There are objections to providing this kind of information. Typically it has to do with it being too difficult to recreate what was done to get to the final data set. If true, then it is likely that the data are problematic. If the researcher is unable to recreate the data, then how can it be judged?

The final element of transparency deals with the citation of data and code. This has to be encouraged. Assembling and interpreting data is an important intellectual endeavor. It should be rewarded by proper citation – not just by the researcher, but by others. This means that the record of the researcher must have a persistent and permanent location. Here is where trusted digital repositories come into play. These may be partners in the Data Preservation Alliance for the Social Sciences (Data-PASS) http://www.data-pass.org > or institutional repositories. They are not an author’s personal website. If you’re like me, my website is outdated, and I should not be trusted to maintain it. The task of a trusted data repository is to ensure that the data are curated and appropriately archived. Repositories do not have the responsibility for documenting the data and code – this is the responsibility of the researcher. All too often stored data have obscure variable names that are only meaningful to the researcher and there is little way to match the data to what the researcher did in a published article.

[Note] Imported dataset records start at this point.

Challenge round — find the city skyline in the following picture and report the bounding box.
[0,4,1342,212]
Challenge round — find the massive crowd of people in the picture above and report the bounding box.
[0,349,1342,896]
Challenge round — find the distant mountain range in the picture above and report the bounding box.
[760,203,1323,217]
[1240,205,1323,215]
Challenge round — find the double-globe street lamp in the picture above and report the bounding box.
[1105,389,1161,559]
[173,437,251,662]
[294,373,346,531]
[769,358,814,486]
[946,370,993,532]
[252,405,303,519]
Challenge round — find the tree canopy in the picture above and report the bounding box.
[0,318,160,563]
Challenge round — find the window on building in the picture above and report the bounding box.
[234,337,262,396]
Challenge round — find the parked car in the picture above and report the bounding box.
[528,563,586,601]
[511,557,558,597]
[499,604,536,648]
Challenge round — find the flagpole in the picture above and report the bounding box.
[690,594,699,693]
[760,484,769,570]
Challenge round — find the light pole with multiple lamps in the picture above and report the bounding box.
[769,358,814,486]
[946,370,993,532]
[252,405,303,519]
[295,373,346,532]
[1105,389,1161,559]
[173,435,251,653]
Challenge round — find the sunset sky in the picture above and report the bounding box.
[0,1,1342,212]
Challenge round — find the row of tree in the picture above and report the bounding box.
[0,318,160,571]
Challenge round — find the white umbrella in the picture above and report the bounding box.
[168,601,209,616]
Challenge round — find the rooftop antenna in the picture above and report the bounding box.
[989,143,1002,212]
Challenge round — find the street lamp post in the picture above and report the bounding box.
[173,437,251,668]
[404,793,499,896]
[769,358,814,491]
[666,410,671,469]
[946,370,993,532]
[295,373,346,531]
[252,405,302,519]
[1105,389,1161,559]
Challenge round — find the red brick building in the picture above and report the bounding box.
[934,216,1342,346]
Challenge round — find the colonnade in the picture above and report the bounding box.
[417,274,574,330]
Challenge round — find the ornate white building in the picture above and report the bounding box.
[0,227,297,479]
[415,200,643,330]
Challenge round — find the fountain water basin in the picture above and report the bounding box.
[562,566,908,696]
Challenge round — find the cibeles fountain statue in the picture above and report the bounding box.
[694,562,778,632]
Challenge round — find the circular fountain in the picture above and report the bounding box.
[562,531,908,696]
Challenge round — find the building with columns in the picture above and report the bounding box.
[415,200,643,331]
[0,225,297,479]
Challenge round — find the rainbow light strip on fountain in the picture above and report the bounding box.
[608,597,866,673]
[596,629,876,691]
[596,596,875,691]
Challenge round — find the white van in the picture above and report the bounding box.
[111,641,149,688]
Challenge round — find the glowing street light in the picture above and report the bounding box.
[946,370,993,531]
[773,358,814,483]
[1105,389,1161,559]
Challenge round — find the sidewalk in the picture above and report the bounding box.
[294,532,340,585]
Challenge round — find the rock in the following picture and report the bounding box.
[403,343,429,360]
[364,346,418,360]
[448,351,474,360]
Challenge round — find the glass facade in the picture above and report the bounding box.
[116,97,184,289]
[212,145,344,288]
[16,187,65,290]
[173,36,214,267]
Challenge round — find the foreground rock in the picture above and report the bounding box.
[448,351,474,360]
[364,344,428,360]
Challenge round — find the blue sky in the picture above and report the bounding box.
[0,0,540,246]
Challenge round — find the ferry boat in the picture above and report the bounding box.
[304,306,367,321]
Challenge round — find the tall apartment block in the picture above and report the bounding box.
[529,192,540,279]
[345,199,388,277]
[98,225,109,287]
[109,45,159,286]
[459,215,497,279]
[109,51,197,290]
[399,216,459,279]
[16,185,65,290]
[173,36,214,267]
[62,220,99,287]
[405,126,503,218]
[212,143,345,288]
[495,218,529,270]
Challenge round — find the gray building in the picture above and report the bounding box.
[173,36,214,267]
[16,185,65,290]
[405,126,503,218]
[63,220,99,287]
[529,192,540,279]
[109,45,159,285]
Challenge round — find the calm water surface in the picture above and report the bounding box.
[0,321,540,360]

The aim for transparency, of course, is to ensure that claims can be subject to replication. Replication has a troubled history in that it often looks like “gotcha” journalism. There is bias in publication in that replications overturning a finding are much more likely to be published. This obscures the denominator and raises the question of how often findings are confirmed, rather than rejected. We have very few means for encouraging the registration of replications. It is a shame, since we have as much to learn from instances where a finding appears to be confirmed as when it may not. If journals had unlimited resources, no finding would be published unless independently replicated. This isn’t going to happen. However, good science should ensure that findings are not taken at face value, but subjected to further test. In this age of electronic publication it is possible to link to studies that independently replicate a finding. Journals and Associations are going to have to be more creative about how claims published in their pages are supported. Replication is going to have to be embraced.

It may be that authors will resist data sharing or making their analytic decisions public. However, resistance may be futile. The journals, including The Political Methodologist, are taking the high road and eventually will require openness in science.